Why consider partial agonists? There have been several challenges in the development of selective D1/D5 dopamine agonists, including cardiovascular and motor disorder adverse events, as well as issues with tolerance and bioavailability.
However, some of these adverse effects may be associated with full activation of D1/D5 receptors. By using D1/D5 receptor partial agonists, which have a less intense activating effect, many of these adverse outcomes can be substantially avoided.
The success of the TEMPO-3 study corroborates the design approach of Tavapadon. By selectively activating D1/D5 dopamine receptors along the nigrostriatal pathway, Tavapadon helps improve motor control and avoids the side effects caused by overstimulation of D2/D3 receptors. Furthermore, as a partial agonist with a 24-hour half-life, Tavapadon also prevents motor disorders that can arise from excessive stimulation of dopamine receptors.
Parkinson's disease is currently the fastest-growing neurodegenerative disease. As of 2022, it is estimated that nearly one million people in the United States are affected by Parkinson's disease, and this number is expected to increase to more than 1.6 million by 2037, as the population ages.
At the same time, Parkinson's disease imposes a significant economic burden on society. It was estimated that the societal burden of Parkinson's disease in the U.S. was $51.7 billion in 2017, which increased to $54.2 billion just a year later, with projections reaching $79.1 billion by 2037.
For Tavapadon, the results of two Phase III studies (TEMPO-1 and TEMPO-2), which will evaluate its efficacy as a monotherapy for treating Parkinson's disease, are set to be revealed in the latter half of the year. Furthermore, the open-label extension study, TEMPO-4, will assess the long-term safety and tolerability of Tavapadon.
What opportunities will this series of studies bring for Tavapadon? Analysts' views are mixed.
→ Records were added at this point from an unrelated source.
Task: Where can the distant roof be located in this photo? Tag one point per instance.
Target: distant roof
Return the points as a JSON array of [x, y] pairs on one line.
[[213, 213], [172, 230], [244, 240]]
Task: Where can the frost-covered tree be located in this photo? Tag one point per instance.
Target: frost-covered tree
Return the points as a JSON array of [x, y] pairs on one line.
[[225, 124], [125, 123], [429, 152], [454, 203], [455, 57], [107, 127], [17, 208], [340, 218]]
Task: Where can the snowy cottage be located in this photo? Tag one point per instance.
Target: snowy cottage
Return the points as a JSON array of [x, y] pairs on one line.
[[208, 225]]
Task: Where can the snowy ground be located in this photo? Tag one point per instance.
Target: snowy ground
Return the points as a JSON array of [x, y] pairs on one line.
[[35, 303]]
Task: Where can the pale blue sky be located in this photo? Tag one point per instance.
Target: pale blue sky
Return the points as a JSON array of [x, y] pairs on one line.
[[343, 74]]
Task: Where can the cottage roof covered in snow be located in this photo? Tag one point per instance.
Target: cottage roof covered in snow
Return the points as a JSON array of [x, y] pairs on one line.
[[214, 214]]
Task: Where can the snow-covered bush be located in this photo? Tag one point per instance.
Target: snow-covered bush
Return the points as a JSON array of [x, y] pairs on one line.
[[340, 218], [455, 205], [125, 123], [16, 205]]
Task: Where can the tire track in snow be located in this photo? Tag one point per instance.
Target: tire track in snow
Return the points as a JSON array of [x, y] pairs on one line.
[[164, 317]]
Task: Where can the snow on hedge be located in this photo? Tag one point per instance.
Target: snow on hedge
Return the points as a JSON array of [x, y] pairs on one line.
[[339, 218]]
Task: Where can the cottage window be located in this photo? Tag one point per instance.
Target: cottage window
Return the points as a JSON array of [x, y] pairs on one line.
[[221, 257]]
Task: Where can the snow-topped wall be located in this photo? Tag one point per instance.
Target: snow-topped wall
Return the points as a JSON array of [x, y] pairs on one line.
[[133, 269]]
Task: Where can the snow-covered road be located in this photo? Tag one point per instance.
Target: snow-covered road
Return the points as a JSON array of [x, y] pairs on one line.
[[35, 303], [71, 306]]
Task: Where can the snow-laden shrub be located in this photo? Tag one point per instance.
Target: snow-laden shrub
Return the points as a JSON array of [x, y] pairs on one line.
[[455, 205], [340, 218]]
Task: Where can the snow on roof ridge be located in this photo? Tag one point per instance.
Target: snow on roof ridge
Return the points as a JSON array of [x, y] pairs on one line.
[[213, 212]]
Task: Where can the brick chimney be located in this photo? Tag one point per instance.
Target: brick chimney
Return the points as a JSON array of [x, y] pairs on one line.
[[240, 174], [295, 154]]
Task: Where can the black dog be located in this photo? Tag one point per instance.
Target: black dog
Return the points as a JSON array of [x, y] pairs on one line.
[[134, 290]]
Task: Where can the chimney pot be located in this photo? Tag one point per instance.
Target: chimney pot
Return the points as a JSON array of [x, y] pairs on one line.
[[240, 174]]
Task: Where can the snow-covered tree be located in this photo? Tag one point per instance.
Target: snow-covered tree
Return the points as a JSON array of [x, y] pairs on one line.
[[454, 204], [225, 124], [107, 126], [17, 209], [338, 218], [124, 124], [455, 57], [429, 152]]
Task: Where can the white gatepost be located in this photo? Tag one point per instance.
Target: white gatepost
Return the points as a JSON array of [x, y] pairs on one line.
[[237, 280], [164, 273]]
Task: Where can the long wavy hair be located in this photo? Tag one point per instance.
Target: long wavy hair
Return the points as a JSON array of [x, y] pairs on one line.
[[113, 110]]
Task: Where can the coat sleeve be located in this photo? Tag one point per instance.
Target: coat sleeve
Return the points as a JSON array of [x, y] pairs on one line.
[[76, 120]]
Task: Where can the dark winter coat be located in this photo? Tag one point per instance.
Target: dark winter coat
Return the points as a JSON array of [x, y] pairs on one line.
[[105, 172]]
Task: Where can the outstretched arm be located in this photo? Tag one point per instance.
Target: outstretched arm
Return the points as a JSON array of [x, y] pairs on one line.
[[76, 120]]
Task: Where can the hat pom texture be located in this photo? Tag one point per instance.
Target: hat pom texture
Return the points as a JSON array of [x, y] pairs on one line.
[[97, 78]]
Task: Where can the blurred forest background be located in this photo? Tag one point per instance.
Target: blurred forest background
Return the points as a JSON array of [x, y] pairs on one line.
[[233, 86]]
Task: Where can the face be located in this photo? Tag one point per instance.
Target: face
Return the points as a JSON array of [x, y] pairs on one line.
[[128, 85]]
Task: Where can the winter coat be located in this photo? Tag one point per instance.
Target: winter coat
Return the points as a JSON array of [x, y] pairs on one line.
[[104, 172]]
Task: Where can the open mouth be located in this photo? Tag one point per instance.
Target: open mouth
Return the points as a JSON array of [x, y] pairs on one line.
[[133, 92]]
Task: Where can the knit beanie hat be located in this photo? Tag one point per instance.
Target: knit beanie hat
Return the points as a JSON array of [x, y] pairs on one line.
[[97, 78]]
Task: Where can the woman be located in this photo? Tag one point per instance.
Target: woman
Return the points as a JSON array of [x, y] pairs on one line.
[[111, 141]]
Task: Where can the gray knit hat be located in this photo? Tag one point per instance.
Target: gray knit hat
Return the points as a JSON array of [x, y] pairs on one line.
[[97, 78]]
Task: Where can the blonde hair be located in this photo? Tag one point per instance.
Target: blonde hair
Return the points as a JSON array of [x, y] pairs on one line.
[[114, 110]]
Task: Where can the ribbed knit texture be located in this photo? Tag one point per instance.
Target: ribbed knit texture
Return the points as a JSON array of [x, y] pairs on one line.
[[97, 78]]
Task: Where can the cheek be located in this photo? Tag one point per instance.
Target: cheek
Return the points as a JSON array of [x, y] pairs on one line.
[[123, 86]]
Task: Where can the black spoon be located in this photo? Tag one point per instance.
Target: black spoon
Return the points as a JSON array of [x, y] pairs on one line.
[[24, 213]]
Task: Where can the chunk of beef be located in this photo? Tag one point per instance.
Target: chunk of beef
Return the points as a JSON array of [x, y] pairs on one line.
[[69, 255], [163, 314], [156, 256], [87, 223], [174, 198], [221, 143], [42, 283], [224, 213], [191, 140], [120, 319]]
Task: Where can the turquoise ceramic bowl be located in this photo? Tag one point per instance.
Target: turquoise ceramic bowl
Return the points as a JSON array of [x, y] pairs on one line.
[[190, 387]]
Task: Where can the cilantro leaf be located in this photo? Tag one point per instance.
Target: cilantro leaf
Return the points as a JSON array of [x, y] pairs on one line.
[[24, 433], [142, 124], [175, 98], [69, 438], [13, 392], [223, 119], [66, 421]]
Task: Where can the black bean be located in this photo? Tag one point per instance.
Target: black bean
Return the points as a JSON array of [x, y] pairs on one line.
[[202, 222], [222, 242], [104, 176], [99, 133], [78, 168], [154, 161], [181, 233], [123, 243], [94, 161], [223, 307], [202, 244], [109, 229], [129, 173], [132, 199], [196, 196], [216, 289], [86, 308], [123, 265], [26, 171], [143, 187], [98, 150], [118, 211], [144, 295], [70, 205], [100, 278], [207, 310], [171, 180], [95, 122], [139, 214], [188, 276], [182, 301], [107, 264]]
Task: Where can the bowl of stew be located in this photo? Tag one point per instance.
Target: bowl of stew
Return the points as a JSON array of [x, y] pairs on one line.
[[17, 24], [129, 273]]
Some analysts believe that Tavapadon might only be "a small part of revenue contribution," with an estimated peak annual sales revenue of $532 million in the U.S. However, others see the potential for Tavapadon to be a blockbuster, because its clinical efficacy appears to be better than other recently approved Parkinson's drugs.
Regardless, this is good news for AbbVie. Previously, AbbVie collaborated with other companies in the area of advanced Parkinson's but was absent in the early stages. Tavapadon fills this gap.